# Our wonderful, popular Benjy



## SPLAbby (Oct 11, 2014)

all this happened in one hour. We decided to go to Chick-fil-a drive through. On the way there... we stopped at a traffic light and the people in the car next to us waved at Benjy and honked their horn at him. We stopped behind a school bus to see a dozen excited little kids jumping up and down waving and mouthing "PUPPY!". We got in the drive thru line at Chick-fil-a. There are two lanes. A person in the car next to us took Benjy's picture!!!!! Some people in the restaurant waved at Benjy. The person at the window gave Benjy a real chicken bite, not a dog treat. Everyone loves our Benjy!


----------



## krandall (Jun 11, 2009)

And of course they would! He's adorable!!!


----------



## SPLAbby (Oct 11, 2014)

Thank you.

Benjy says ARF! ARF!


----------



## Genie1000 (Apr 13, 2017)

He's adorable! I'd take his picture and want his autograph!!


----------



## Ollie"s Mom (May 23, 2014)

I would expect nothing less, haha.


----------



## ShamaMama (Jul 27, 2015)

I know I get pretty excited when I see a Havanese! Shama was the center of attention at my brother-in-law's birthday party this weekend. She allowed two girls to braid her hair! I should have taken a photo!


----------



## Scarlett's mom (Feb 14, 2017)

Well he is adorable after all!


----------



## Marni (Apr 1, 2017)

My boy is also popular and charismatic. LOL His joy makes me more social.


----------



## DuketheDog (May 1, 2017)

Best part of being a pet owner to a Havanese, they are by far the cutest puppies in the world, attention grabber, AND the personality's to boot!


----------



## SPLAbby (Oct 11, 2014)

Benjy took Momma and Daddy to a big park today!

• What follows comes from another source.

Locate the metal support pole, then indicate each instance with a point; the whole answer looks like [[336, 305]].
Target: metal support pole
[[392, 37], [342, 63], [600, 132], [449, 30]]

We saw trees and lakes and trees and trails and trees and creeks and trees and waterfalls and trees and gardens and trees and a big pond with turtles and a blue heron! (We weren't allowed where they have all the rose gardens and pretty things like that. But there were plenty of wildflowers throughout the park.) And a grain mill run by a waterfall. And baby geese that had no feathers -- just gray down. And joggers. And Bikers. And dumb dumbs reading electronic books while walking on the roadside. And on the way home, a dumb dumb car that pulled out right in front of an emergency vehicle. And a baby that waved at me -- the first time she ever waved.


----------